SIMPLICITY, WITH A Tidewater touch, is the theme of the papal altar that will be erected in Oriole Park at Camden Yards for the outdoor Mass of Pope John Paul II.

Eschewing the more elaborate designs that have been executed for papal Masses in other U.S. cities, planners in Baltimore sought to create a setting that is as appropriate for the Oct. 8 event as Oriole Park is for the city itself.


After deciding that the service for nearly 50,000 people would be celebrated outdoors in Baltimore's classic downtown ballpark, they designed the altar to capture the feeling of a field Mass - simple and uncluttered.

"The Lord is the architect. Simplicity is the rule," said Cardinal William H. Keeler, who has worked with a team of local designers and builders. "We hope that when people walk into the stadium, they will be struck by the simplicity of the setting, the stage and the entire site."


The stage will be a 40-foot by 60-foot wood-and-metal platform that will be constructed in center field so its top surface is three feet above the playing field.

It will be surrounded by sloping grass berms that will create a continuous flow from the field to the stage. Its edge will be framed by chrysanthemums and other indigenous flowers and foliage in rich autumn colors, creating the look of a Tidewater landscape.

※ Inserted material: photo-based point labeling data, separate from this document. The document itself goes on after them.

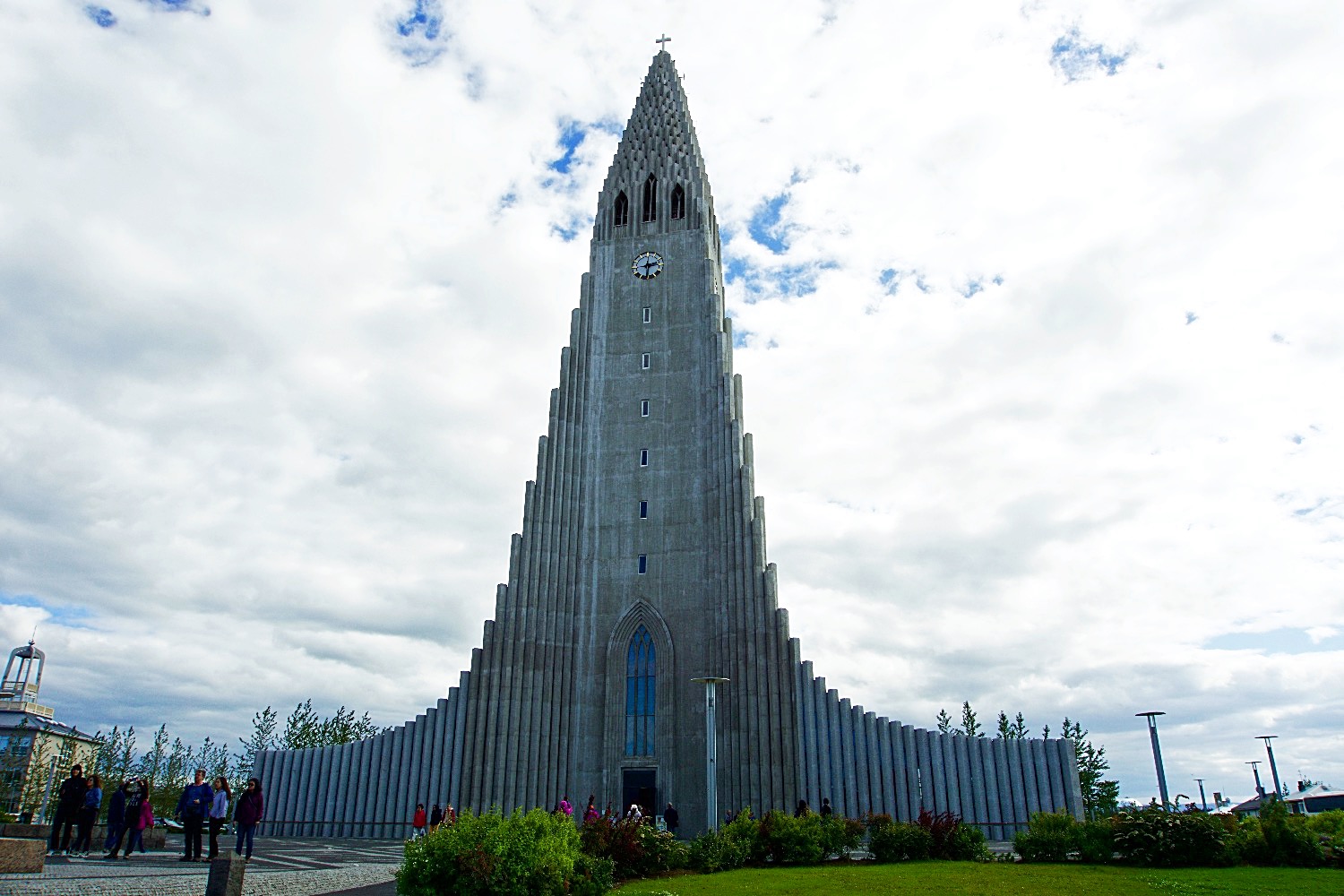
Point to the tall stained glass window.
(640, 665)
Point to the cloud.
(284, 295)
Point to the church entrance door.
(640, 786)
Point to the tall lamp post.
(711, 774)
(1273, 769)
(1260, 790)
(1158, 754)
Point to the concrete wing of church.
(642, 565)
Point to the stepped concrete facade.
(640, 565)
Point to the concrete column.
(847, 761)
(863, 799)
(887, 767)
(1016, 782)
(1045, 799)
(976, 770)
(949, 771)
(1054, 758)
(1073, 788)
(910, 747)
(937, 774)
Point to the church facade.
(642, 565)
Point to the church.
(640, 571)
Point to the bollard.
(226, 874)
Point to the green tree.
(1099, 797)
(969, 724)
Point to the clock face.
(647, 265)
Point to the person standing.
(88, 814)
(249, 814)
(193, 807)
(116, 815)
(671, 817)
(418, 823)
(218, 813)
(69, 799)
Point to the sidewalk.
(279, 868)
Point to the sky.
(1037, 308)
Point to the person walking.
(88, 814)
(193, 807)
(116, 815)
(69, 799)
(418, 823)
(218, 813)
(671, 817)
(249, 814)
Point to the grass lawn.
(992, 879)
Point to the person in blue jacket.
(193, 807)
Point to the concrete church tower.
(640, 565)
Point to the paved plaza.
(279, 868)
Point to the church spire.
(656, 182)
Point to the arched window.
(650, 199)
(640, 665)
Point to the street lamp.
(1279, 788)
(1158, 753)
(1260, 790)
(711, 778)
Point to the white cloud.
(271, 370)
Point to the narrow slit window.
(650, 201)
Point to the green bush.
(1277, 839)
(634, 849)
(895, 841)
(523, 855)
(1056, 837)
(1050, 837)
(1159, 839)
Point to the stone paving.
(279, 868)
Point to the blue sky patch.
(177, 5)
(101, 16)
(419, 34)
(1277, 641)
(765, 226)
(1073, 56)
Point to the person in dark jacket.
(69, 799)
(89, 814)
(116, 815)
(193, 807)
(671, 818)
(247, 814)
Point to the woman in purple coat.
(247, 814)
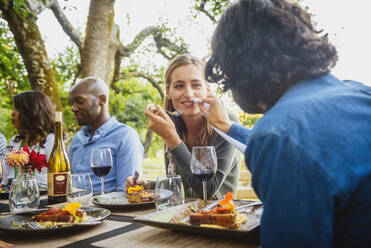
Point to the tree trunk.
(31, 47)
(98, 38)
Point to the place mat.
(4, 207)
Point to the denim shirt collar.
(99, 132)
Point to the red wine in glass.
(101, 171)
(101, 163)
(203, 165)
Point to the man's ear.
(102, 99)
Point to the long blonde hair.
(205, 134)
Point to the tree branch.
(126, 51)
(154, 82)
(66, 25)
(203, 10)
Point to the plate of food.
(71, 216)
(134, 198)
(227, 217)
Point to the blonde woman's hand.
(162, 125)
(216, 114)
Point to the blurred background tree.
(134, 69)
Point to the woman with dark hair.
(310, 154)
(33, 117)
(184, 82)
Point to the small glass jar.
(24, 193)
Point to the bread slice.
(225, 220)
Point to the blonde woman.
(185, 82)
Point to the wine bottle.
(59, 166)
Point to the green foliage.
(13, 74)
(65, 67)
(214, 8)
(129, 103)
(13, 78)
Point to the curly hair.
(36, 116)
(263, 47)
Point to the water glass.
(23, 195)
(169, 192)
(79, 188)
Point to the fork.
(175, 113)
(34, 225)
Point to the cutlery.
(241, 147)
(208, 207)
(175, 113)
(39, 209)
(34, 225)
(251, 204)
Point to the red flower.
(37, 160)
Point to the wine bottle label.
(57, 183)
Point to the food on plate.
(137, 194)
(71, 214)
(222, 215)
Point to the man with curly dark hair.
(310, 155)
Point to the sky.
(346, 22)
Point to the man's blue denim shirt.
(310, 158)
(126, 148)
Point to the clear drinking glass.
(79, 188)
(203, 165)
(169, 192)
(101, 163)
(23, 195)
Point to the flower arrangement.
(27, 159)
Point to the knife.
(208, 207)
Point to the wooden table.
(118, 230)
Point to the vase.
(24, 193)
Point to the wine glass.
(169, 192)
(101, 163)
(79, 188)
(203, 165)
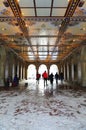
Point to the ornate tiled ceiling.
(42, 30)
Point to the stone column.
(2, 65)
(83, 66)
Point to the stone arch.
(53, 69)
(31, 71)
(42, 68)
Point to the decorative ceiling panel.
(60, 3)
(46, 30)
(43, 3)
(43, 12)
(58, 12)
(28, 12)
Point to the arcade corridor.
(38, 36)
(35, 108)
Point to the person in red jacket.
(45, 77)
(38, 77)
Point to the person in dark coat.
(61, 77)
(38, 77)
(56, 77)
(51, 78)
(45, 77)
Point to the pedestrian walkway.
(34, 107)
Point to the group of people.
(50, 77)
(10, 82)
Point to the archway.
(53, 69)
(42, 68)
(31, 72)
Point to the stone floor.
(31, 106)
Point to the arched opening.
(42, 68)
(31, 72)
(53, 69)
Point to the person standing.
(61, 77)
(51, 78)
(38, 77)
(56, 77)
(45, 77)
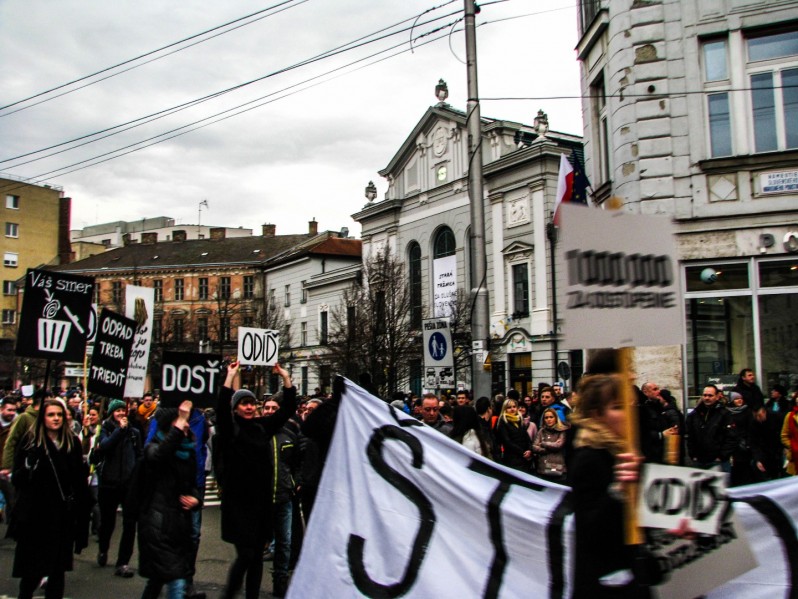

The altar, lectern and chair platform will be detailed minimally to place emphasis on the pope and the celebration of the Mass.

Certain advertising placards in and around center field will be covered during the service.

"That setting should be appropriate for a papal Mass, and we would not want commercial advertising displayed in a prominent manner over the pope's shoulder," said archdiocese spokesman Bill Blaul.

Temporarily concealing some of the graphics, including the "Hit It Here" sign, will also remove some of the visual clutter that may be appropriate for a ballgame but not for a religious service, he explained. "We're not trying to make it look as if it's not the Camden Yards ballpark, but we don't want it to look like it's a rock show."

A 33-foot-tall translucent cross was commissioned and donated by Catholic Relief Services. Its stigmas in crimson symbolize Christ's death on the cross, and a shroud of gold fabric represents his Resurrection. After the service, Catholic Relief Services - the U.S. Catholic Conference's overseas relief and development agency - will install the cross at its Baltimore headquarters on West Fayette Street as a permanent reminder of the pope's visit.

The papal altar design team was led by Cochran, Stephenson & Donkervoet of Baltimore, with Glen Tipton as principal-in-charge; Andrew Guljas as project manager; Frederick Hiser and Charles Hovancik as project architects; and Karyn Schmitt as interior designer.

Graham Landscape Architecture of Annapolis was the landscape architect. Harkins Builders is the contractor, and Harkins Carpentry and Supply handled carpentry. Cabinart of Linthicum fabricated the cross. Morabito Consultants was the structural engineer.


These firms have donated their services for the event along with a dozen other contractors and suppliers. Mr. Tipton said no one has tried to put a combined value on the donations, and no one intends to do so.